Saxon had 12 clients, solid systems, and Facebook ad skills. His offer spoke to what he thought looked good — not what renovation businesses actually wanted to hear. Six months into EasyGrow, he manages nearly 60 clients, closes 70% of calls, and works four hours a day from Canada.
Saxon changed his landing page. One line. "We get renovation businesses amazing results" became "Off the tools. Grow your team." The words came directly from what he'd learned in EasyGrow's offer material — speak to what your clients actually want, not what you think looks impressive. He said it himself in the moment: "Well, that's all they care about." Conversion jumped. Client results improved because the offer was now honest about the outcome rather than vague about the process.

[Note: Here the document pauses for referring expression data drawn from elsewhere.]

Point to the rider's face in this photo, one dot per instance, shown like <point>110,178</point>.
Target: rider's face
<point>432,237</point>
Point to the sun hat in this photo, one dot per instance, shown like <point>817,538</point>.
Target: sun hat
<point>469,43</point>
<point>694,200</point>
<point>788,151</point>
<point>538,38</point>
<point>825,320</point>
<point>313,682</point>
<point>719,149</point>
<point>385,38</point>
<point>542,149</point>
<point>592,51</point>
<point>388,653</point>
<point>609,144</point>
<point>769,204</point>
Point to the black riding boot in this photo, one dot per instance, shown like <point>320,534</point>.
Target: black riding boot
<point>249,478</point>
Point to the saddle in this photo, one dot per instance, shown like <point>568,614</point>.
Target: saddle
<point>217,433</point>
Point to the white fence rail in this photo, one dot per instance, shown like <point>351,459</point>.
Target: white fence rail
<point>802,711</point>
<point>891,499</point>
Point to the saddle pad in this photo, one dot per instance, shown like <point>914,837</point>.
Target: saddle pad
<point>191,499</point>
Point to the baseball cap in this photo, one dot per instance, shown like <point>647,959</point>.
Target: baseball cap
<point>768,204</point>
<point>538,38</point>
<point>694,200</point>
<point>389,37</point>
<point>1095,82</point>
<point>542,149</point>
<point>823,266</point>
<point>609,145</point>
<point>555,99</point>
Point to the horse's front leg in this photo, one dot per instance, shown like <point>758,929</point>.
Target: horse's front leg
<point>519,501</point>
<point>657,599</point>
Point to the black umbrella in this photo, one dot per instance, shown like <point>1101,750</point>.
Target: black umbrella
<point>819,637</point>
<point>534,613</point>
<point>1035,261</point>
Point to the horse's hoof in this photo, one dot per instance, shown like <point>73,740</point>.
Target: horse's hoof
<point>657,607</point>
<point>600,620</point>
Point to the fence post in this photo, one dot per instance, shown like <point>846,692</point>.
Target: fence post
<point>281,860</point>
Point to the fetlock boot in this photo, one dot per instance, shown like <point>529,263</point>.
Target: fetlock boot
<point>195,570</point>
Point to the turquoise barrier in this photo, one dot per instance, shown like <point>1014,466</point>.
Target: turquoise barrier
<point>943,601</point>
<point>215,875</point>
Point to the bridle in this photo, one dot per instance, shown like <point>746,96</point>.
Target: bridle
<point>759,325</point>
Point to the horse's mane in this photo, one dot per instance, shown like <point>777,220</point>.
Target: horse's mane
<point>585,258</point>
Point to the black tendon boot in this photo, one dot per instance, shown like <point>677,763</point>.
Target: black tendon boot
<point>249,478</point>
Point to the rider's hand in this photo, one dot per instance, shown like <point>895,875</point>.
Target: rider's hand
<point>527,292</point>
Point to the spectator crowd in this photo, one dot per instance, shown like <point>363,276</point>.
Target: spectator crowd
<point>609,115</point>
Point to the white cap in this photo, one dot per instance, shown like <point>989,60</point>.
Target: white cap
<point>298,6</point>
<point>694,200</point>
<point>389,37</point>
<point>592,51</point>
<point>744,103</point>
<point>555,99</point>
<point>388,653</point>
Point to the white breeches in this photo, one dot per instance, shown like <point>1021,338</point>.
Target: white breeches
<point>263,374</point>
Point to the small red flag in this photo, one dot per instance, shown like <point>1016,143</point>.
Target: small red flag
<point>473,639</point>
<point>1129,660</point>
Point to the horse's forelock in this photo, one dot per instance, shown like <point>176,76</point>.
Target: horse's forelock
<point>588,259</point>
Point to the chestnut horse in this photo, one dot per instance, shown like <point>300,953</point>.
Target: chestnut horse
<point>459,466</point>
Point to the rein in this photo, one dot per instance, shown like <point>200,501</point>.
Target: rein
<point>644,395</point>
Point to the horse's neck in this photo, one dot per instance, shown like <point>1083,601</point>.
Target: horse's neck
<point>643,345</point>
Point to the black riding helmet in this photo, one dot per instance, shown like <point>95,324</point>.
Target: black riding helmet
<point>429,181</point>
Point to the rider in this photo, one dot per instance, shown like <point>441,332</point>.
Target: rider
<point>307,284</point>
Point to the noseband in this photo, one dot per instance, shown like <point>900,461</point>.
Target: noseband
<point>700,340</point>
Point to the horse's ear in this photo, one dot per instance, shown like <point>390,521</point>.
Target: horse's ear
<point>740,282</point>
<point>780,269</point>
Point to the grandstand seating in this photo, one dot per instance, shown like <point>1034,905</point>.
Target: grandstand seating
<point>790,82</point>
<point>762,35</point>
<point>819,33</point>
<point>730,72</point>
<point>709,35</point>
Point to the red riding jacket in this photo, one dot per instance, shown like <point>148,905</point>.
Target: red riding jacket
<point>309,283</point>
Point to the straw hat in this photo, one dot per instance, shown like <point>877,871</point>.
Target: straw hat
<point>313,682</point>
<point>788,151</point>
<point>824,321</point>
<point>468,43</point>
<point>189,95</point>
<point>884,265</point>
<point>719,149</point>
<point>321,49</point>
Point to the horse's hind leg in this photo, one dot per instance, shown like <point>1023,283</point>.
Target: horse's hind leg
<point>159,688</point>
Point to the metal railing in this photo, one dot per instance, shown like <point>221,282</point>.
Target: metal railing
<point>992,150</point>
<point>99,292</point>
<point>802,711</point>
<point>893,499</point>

The trades network — where every successful renovation business owner knows ten others — started doing the work for him.
I was so hungry to make it work that I refuse to not let it work. Unless you have that approach to it, it won't work for you.

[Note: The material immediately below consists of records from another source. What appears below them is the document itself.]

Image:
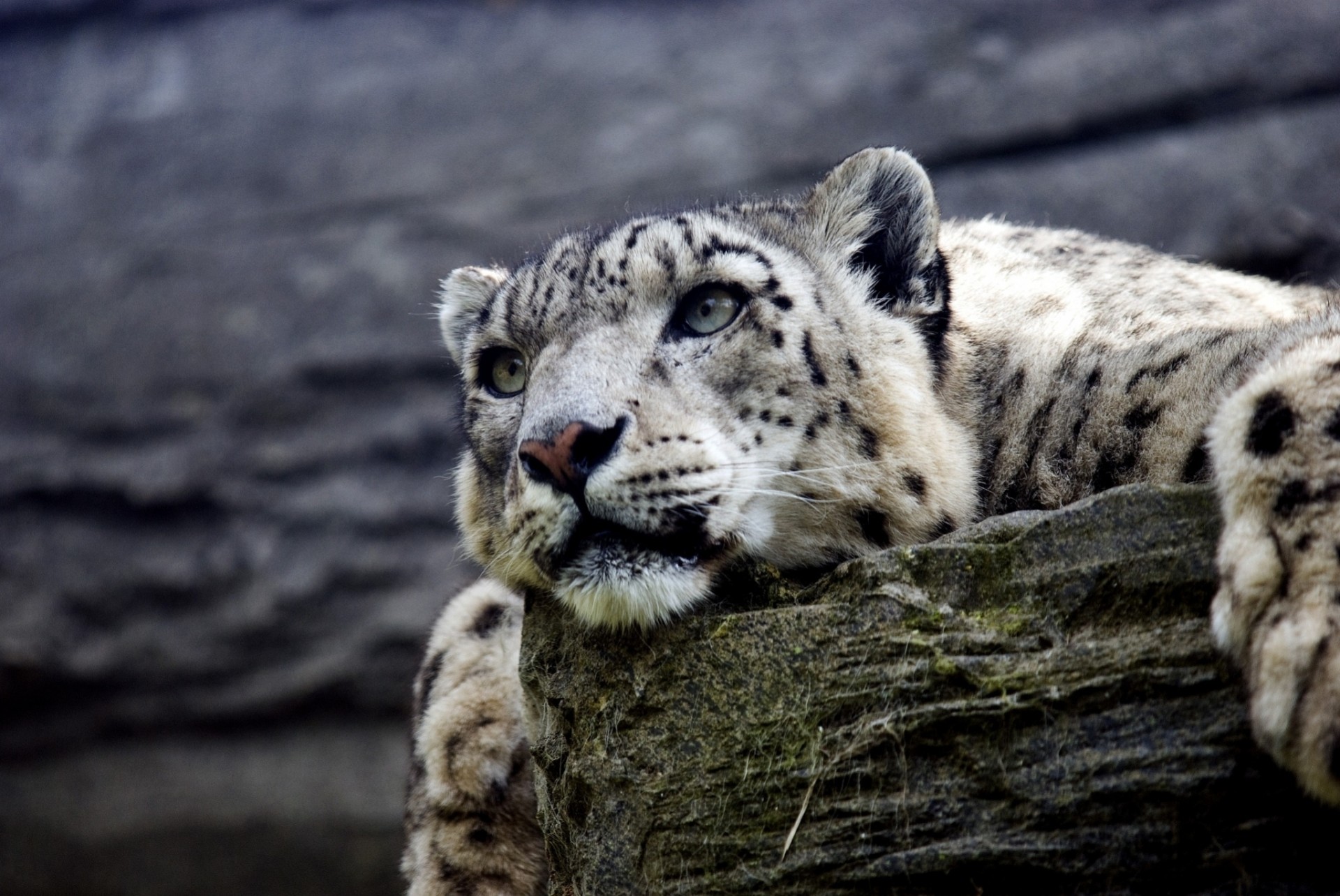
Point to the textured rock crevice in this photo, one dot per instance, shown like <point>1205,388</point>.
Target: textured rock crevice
<point>1032,703</point>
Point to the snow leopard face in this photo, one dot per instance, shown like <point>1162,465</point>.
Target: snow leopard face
<point>648,403</point>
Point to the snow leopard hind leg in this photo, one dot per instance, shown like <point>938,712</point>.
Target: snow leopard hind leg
<point>469,816</point>
<point>1274,447</point>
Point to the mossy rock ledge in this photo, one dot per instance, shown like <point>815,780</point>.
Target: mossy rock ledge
<point>1028,705</point>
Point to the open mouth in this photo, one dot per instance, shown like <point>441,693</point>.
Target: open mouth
<point>687,543</point>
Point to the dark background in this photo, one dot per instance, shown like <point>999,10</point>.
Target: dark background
<point>225,422</point>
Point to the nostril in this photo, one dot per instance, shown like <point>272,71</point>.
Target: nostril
<point>569,458</point>
<point>594,447</point>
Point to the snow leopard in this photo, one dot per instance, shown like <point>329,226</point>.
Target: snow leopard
<point>805,381</point>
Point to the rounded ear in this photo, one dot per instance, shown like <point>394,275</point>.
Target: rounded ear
<point>878,209</point>
<point>463,297</point>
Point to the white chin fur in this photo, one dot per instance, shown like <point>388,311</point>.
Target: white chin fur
<point>620,595</point>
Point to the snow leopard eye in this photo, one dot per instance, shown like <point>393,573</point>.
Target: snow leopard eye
<point>502,371</point>
<point>709,308</point>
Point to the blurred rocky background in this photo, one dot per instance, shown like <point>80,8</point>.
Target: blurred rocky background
<point>225,424</point>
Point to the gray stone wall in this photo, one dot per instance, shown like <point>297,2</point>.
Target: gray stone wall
<point>225,425</point>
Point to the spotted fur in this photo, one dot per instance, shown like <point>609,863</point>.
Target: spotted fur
<point>884,378</point>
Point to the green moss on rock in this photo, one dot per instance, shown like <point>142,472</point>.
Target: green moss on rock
<point>1025,705</point>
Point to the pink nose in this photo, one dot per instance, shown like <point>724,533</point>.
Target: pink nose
<point>566,461</point>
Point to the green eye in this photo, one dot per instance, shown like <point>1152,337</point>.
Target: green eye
<point>502,370</point>
<point>709,308</point>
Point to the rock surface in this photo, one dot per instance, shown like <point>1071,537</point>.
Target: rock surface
<point>1029,705</point>
<point>224,415</point>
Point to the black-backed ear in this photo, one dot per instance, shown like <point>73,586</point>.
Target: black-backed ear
<point>464,295</point>
<point>879,211</point>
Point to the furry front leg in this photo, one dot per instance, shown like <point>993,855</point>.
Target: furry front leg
<point>469,819</point>
<point>1276,451</point>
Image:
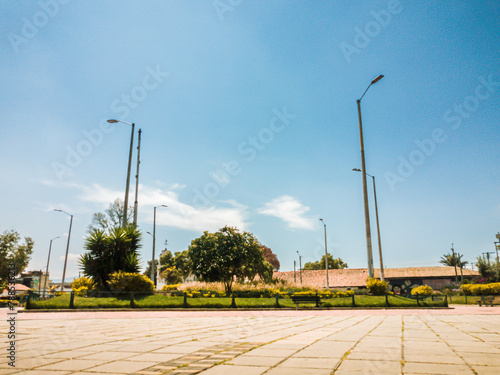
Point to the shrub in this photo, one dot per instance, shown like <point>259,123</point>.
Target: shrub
<point>376,287</point>
<point>169,288</point>
<point>123,282</point>
<point>422,290</point>
<point>82,285</point>
<point>8,302</point>
<point>481,289</point>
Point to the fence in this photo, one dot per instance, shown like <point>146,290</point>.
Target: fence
<point>105,299</point>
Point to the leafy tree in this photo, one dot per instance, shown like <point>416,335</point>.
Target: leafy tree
<point>171,275</point>
<point>13,252</point>
<point>147,272</point>
<point>490,271</point>
<point>111,218</point>
<point>333,264</point>
<point>182,263</point>
<point>271,257</point>
<point>110,252</point>
<point>225,255</point>
<point>453,260</point>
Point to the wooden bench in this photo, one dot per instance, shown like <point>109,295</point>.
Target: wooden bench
<point>489,300</point>
<point>306,299</point>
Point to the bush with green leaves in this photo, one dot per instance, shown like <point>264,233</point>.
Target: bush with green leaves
<point>377,287</point>
<point>82,285</point>
<point>481,289</point>
<point>422,291</point>
<point>126,282</point>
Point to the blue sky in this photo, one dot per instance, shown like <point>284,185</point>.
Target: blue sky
<point>249,119</point>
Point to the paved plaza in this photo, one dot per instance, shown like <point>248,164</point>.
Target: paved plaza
<point>461,340</point>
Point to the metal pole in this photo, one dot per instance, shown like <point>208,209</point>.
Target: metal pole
<point>125,204</point>
<point>454,263</point>
<point>378,232</point>
<point>67,249</point>
<point>153,271</point>
<point>48,260</point>
<point>365,195</point>
<point>137,177</point>
<point>326,256</point>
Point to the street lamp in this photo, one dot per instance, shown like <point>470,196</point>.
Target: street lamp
<point>326,257</point>
<point>153,268</point>
<point>378,226</point>
<point>300,266</point>
<point>137,176</point>
<point>365,190</point>
<point>48,260</point>
<point>125,203</point>
<point>67,246</point>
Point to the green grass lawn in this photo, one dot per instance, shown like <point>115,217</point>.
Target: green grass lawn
<point>163,301</point>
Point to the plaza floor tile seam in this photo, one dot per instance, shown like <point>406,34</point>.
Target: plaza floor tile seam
<point>346,354</point>
<point>198,361</point>
<point>318,340</point>
<point>454,351</point>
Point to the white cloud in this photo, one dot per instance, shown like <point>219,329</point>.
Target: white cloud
<point>177,214</point>
<point>290,210</point>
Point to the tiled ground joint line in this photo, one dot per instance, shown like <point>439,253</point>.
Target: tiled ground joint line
<point>449,346</point>
<point>346,354</point>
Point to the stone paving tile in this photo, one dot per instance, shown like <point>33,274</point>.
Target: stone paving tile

The niche and offer material showed Saxon exactly what his market wanted to buy versus what he was selling. One reframed landing page — written in client language rather than agency language — changed conversion immediately. The rest followed from there.

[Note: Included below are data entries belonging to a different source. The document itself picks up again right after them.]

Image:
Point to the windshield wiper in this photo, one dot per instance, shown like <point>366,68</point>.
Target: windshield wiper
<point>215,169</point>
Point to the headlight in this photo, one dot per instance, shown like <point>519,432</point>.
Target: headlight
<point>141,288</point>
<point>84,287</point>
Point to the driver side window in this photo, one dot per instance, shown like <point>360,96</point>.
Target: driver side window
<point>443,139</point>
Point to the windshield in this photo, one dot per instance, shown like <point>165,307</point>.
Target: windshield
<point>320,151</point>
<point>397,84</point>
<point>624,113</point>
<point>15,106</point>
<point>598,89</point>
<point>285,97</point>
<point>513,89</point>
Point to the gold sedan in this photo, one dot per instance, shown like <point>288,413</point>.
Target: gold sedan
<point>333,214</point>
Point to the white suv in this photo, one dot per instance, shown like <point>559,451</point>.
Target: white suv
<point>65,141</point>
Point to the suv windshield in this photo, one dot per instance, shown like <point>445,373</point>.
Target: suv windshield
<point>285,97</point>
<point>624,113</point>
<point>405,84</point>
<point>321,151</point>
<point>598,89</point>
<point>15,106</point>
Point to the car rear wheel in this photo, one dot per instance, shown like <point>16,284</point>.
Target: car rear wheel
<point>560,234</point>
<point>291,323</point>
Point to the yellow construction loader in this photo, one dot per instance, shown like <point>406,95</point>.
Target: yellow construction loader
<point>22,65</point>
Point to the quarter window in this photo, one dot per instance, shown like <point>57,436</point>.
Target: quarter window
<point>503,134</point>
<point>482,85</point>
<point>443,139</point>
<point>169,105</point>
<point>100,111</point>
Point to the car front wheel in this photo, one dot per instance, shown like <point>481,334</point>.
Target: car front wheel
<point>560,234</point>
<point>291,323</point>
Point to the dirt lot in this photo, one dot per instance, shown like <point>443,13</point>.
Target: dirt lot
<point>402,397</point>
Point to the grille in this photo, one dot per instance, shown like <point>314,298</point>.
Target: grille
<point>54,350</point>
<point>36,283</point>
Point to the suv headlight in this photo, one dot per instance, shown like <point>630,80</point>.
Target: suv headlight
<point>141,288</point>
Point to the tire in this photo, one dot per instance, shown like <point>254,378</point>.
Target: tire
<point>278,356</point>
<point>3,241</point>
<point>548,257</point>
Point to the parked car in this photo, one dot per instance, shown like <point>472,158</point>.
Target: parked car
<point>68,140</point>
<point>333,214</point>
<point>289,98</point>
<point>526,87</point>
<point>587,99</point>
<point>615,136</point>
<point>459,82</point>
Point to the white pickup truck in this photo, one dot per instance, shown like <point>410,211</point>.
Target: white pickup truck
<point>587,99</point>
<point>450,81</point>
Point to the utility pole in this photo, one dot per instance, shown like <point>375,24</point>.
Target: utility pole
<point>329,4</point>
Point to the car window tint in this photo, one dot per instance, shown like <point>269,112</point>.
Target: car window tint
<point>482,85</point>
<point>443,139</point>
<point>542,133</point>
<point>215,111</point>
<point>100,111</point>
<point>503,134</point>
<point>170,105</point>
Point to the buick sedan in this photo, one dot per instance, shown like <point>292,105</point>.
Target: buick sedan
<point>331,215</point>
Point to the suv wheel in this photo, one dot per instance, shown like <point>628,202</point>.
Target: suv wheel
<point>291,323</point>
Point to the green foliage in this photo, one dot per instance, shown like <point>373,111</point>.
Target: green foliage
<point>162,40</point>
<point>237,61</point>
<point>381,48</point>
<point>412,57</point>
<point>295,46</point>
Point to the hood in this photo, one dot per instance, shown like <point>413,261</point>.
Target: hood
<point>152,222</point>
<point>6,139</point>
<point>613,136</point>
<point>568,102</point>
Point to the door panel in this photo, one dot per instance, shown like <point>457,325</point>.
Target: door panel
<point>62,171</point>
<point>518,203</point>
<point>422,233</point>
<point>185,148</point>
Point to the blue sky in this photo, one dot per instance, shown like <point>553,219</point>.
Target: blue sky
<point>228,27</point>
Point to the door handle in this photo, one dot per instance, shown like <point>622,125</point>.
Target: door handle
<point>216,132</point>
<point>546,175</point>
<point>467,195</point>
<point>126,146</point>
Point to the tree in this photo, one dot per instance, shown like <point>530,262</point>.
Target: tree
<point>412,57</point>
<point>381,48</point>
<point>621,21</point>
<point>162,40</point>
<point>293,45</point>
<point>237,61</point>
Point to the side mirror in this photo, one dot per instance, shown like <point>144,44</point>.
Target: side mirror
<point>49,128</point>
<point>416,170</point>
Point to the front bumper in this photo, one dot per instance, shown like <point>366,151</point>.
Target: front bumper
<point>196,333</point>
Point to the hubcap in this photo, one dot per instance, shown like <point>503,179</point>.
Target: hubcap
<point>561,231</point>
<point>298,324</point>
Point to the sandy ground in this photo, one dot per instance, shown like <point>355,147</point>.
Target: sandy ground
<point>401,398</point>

Jimmy's fulfillment coaching restructured how Saxon ran client ads, set lead-quality expectations, and drew a clear line between what the agency controls and what the client controls. Churn dropped. Results became consistent enough to generate testimonials.
Applying the scientific method to ad performance replaced emotional reactions with data-driven decisions. Saxon zooms out — reads what's working, scales it, and stops trying to fix things that aren't broken. He teaches the same model to his own clients.
Acquisition Genesis videos watched at the gym, rewound repeatedly. Saxon said the mindset material alone would have made the program worth it — before touching anything else. Confidence, authenticity, and data-stoicism came from there.
Stopped building for himself. Started building for his market.
"Think about what it means — really understand what your client wants and what makes them comfortable. Put the revenue goal aside and just obsess over being the best at what you do. Don't get emotionally involved. Read the data. And if you do get in, be so hungry to make it work that you refuse to let it not."